Later after the family outgrew the St. Andrew’s house and had moved to Mason Drive, my older brother Chris and I shared a room with a nightstand and AM radio separating our beds. On Christmas Eve, we would go excitedly to bed and celebrate what became a ritual for us – the listening to the Santa radar tracking from the mysterious Cheyenne Mountain in some far off land called Colorado. We would track him most often across Canada and Yankee climes (he must have been saving his visit to the South for later – the best for last!) before falling asleep to muster ourselves for an early morning assault on our parents and presents. This memory is lasting not only because I live in Colorado Springs at the foot of Cheyenne Mountain now, but because if the United States Air Force said Santa existed, that was good enough for me.
Time passes so quickly (as only time can), and I grew up. I drew the mantle of Santa onto myself. Santa is a busy elf, and I think it is our jobs as adults and parents to help him out so that he can spend his efforts helping those around the world that cannot as easily help themselves. I married Jean-Marie, a beautiful woman with three incredible children, and we joined forces as Santa for them. We filled stockings, and placed gifts out with tags reading “from Santa” each Christmas. Doing our jobs as Santa helpers. Though a joy, it is not really the memory I wished to share here. The memory that is currently making me smile is after our oldest child at 21 years of age gave birth to our grandson Russell. To provide space and security for them, Jean-Marie and I turned the detached garage into a cottage that she moved into at Christmas time two months before Russell was born. It was in that cottage when Russell was almost three years old, that Haley asked me to do something special for her. So after dark on Christmas Eve after Russell had been put in his bed, she called over to the house and told me it was time. I grabbed a ladder, walked across the back yard, and set it up against her cottage. Quietly as I could, I climbed up on the roof, then stomped around for a bit so that Russell could have his magic moment with Santa.

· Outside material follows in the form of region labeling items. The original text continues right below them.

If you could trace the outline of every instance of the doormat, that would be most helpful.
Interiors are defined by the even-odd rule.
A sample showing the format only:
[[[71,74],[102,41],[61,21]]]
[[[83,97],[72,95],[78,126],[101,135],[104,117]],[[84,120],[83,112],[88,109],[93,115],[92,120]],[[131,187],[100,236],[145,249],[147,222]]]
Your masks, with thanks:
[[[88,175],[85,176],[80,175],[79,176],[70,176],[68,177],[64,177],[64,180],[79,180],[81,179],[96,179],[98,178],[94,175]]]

The last memory I am thinking of happened seven years after that last memory on a December afternoon when I was driving around with Russell. We had the 850 KOA Sports Zoo on the radio and one of the hosts, Dave Logan, began some kind of rant. Suddenly he made an inadvertent slip and said something to the effect that to think such-n-such was like still believing in Santa Claus. There was a hasty commercial break and when they returned, the hosts Susie and Dave were trying to smooth it over any way they could. I was just sitting there, stunned and silent behind the steering wheel. At almost ten years of age, Russell was at the cusp where he might still believe and then again he might not. It is not a conversation you hold with a child, so I didn’t know what to say or do. So I did one of the things I do best - panicked. I sat there sweating, trying unsuccessfully to map out what to say when Russell turned to me, placed a hand on my arm and said, “It’s alright, Bumpa. I already know about Santa.” My heart melted, because Russell didn’t know it then, but he was starting his path to take up Santa’s mantle with that act of kindness toward his grandfather. And you know what? For the second Christmas Eve in a row, Russell (now 17) will be joining his step-dad Mike on the Santa Hotline - Santa continues to be payed forward.